6 medium-sized tomatoes (350 gm)
2 big onions (Indian size)
1 green chilli
1″ cinnamon stick
Cashew nut 10 OR Roasted Bengal gram 2 tsp
Coriander seeds 1 tsp
Poppy seeds 1 tsp
Coconut 3 tbsp
Fennel seeds 1 tsp
Chilli powder ½ tsp
Sugar ½ tsp
Salt 1 tsp
oil 1 tbsp
Cumin seeds 1 tsp
Cream or yogurt 2 tbsp (Optional)
Blanch the tomatoes and puree in a blender.
Cook the onions with a little water and blend to a paste.
Roast cinnamon, cloves and saute the chilli in a few drops of ghee.
Grind to a paste the roasted ingredients along with soaked cashew, coconut, fennel seeds, poppy seeds, and coriander seeds.

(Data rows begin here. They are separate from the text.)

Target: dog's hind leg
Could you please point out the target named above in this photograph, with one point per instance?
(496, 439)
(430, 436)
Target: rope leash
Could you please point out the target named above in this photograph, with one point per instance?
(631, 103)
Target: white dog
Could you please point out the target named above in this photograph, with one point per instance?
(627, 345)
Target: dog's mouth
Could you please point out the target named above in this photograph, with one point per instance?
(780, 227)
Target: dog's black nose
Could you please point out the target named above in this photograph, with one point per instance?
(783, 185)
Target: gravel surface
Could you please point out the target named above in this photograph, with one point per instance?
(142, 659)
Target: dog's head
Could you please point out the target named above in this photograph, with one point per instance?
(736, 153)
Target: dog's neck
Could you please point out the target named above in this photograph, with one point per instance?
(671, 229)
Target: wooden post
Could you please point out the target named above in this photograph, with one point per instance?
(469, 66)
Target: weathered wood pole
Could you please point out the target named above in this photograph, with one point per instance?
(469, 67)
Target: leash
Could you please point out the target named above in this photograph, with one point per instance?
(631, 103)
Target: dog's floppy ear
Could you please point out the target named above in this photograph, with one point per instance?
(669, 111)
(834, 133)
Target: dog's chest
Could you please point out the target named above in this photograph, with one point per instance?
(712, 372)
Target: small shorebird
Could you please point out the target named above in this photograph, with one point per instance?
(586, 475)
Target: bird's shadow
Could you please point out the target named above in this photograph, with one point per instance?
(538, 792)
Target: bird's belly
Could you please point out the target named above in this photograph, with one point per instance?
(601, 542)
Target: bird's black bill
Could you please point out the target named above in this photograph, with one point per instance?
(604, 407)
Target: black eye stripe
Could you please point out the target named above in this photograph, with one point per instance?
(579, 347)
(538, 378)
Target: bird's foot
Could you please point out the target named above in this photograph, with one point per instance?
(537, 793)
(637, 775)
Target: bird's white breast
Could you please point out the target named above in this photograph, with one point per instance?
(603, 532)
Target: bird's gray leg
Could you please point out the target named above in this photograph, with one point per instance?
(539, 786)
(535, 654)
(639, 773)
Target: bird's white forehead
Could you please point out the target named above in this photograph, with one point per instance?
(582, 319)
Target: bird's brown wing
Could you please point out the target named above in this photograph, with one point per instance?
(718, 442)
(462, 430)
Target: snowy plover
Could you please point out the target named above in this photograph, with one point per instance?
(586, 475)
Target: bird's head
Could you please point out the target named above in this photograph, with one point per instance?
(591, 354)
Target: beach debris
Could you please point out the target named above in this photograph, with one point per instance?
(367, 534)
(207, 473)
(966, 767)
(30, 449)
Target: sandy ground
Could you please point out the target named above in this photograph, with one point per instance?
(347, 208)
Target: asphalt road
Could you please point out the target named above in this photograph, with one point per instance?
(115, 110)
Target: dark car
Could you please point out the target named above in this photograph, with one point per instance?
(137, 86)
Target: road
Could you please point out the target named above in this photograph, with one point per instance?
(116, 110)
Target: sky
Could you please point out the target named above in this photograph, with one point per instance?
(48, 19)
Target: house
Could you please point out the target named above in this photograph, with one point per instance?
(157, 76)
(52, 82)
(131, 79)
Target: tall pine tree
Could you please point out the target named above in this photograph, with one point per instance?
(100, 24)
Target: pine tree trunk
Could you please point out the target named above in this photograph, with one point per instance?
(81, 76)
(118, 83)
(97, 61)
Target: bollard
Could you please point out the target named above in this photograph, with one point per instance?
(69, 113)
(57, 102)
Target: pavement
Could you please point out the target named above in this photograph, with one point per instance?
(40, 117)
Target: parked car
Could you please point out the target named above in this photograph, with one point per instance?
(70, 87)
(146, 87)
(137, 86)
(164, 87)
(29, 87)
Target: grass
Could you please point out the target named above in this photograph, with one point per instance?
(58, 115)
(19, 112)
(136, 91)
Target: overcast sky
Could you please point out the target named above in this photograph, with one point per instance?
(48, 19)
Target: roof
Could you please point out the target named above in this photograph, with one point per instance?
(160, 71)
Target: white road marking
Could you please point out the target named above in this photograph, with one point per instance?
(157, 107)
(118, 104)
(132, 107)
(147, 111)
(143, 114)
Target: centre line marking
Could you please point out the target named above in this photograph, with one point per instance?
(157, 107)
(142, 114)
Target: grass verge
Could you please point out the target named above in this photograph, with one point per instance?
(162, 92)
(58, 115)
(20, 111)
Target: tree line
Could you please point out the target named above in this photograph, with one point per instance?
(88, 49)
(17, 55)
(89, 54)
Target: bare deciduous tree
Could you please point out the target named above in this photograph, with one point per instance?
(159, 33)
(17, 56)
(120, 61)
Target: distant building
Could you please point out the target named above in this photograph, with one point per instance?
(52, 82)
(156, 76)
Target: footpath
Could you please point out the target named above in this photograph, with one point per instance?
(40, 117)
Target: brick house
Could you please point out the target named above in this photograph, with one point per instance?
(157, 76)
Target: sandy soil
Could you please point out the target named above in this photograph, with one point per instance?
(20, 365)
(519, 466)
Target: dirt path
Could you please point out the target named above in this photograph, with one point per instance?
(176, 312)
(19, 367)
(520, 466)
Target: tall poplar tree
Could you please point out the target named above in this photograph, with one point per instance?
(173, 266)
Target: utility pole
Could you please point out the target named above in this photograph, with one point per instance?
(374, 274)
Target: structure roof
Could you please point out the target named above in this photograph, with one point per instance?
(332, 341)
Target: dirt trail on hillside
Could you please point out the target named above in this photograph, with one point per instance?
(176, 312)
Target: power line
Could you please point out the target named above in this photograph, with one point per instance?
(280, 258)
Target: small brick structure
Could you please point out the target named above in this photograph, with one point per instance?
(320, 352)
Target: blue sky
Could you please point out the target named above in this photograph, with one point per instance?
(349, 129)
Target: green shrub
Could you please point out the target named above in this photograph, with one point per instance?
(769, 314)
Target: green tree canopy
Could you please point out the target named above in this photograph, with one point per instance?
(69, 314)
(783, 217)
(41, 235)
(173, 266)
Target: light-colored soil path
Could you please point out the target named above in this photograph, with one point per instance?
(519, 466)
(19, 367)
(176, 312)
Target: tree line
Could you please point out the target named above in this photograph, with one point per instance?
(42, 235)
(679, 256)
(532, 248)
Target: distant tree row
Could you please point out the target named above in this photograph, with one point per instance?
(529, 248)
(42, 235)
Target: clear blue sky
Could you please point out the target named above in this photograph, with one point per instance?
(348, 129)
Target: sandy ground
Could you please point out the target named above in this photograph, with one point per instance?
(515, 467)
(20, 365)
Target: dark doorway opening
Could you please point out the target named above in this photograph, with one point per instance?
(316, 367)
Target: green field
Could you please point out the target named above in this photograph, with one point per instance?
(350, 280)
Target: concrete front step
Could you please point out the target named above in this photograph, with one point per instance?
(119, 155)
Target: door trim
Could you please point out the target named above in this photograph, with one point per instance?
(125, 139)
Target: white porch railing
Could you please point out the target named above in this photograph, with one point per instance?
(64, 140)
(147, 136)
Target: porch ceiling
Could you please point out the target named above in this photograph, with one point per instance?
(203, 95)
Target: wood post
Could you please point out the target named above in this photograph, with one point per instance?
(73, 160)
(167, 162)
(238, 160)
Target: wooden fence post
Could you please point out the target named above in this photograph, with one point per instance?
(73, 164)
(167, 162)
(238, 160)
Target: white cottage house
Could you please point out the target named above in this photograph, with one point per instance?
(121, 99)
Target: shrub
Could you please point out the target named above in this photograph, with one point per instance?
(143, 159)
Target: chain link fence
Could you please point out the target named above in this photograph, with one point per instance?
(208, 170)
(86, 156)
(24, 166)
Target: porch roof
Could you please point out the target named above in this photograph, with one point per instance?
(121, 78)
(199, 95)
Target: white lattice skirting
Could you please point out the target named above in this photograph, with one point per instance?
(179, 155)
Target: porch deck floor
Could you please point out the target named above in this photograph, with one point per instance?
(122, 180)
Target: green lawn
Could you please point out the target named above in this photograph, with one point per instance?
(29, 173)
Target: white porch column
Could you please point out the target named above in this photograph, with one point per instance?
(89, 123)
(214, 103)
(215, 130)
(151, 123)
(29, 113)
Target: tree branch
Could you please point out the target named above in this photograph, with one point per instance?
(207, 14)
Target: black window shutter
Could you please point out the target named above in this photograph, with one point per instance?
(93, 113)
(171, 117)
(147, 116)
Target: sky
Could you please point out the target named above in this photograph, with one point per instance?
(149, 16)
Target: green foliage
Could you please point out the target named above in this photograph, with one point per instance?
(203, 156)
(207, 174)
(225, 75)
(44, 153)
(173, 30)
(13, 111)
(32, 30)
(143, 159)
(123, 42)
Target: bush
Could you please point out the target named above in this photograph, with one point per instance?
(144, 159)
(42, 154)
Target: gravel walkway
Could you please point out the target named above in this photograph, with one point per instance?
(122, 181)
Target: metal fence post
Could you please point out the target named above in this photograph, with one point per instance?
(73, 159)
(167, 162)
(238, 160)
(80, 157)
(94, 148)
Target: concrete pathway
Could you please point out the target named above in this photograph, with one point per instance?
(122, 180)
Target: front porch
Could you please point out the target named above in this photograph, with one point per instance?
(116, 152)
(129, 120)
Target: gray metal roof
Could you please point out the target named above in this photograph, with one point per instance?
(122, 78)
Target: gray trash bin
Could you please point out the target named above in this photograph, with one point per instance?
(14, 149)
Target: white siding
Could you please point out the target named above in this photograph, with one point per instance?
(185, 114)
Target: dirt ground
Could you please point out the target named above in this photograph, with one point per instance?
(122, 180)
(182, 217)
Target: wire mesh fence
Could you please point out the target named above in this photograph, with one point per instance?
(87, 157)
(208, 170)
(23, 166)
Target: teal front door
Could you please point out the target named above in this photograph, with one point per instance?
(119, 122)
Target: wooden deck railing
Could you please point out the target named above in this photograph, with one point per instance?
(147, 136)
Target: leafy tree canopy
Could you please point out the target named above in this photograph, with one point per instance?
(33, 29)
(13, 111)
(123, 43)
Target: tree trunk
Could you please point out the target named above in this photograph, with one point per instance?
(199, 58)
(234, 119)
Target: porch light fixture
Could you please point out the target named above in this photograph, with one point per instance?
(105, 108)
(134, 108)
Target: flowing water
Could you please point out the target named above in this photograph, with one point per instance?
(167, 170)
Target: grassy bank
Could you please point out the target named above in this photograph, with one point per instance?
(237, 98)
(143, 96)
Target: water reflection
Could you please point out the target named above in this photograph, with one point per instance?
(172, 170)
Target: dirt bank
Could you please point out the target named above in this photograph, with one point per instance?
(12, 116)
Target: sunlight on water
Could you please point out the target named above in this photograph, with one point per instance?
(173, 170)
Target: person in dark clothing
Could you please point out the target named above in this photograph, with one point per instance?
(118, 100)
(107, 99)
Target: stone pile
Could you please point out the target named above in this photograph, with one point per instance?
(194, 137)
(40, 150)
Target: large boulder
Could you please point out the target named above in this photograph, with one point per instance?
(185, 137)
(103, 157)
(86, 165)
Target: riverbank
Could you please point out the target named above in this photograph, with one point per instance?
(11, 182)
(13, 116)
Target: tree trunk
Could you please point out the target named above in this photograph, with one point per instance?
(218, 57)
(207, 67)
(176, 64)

Heat oil in a wok and temper the cumin seeds. As soon as they splutter add the onion paste and saute for two minutes. Add salt and chili powder and saute for another two minutes.
Add the tomato puree and sugar and let it boil for a minute or two. Add the ground masala and some water to get semi-paste consistency.
Boil for another three minutes or so for the raw flavor to go and for the gravy to thicken.
You can garnish with cream or yogurt (optional). Garnish with coriander or mint leaves and serve.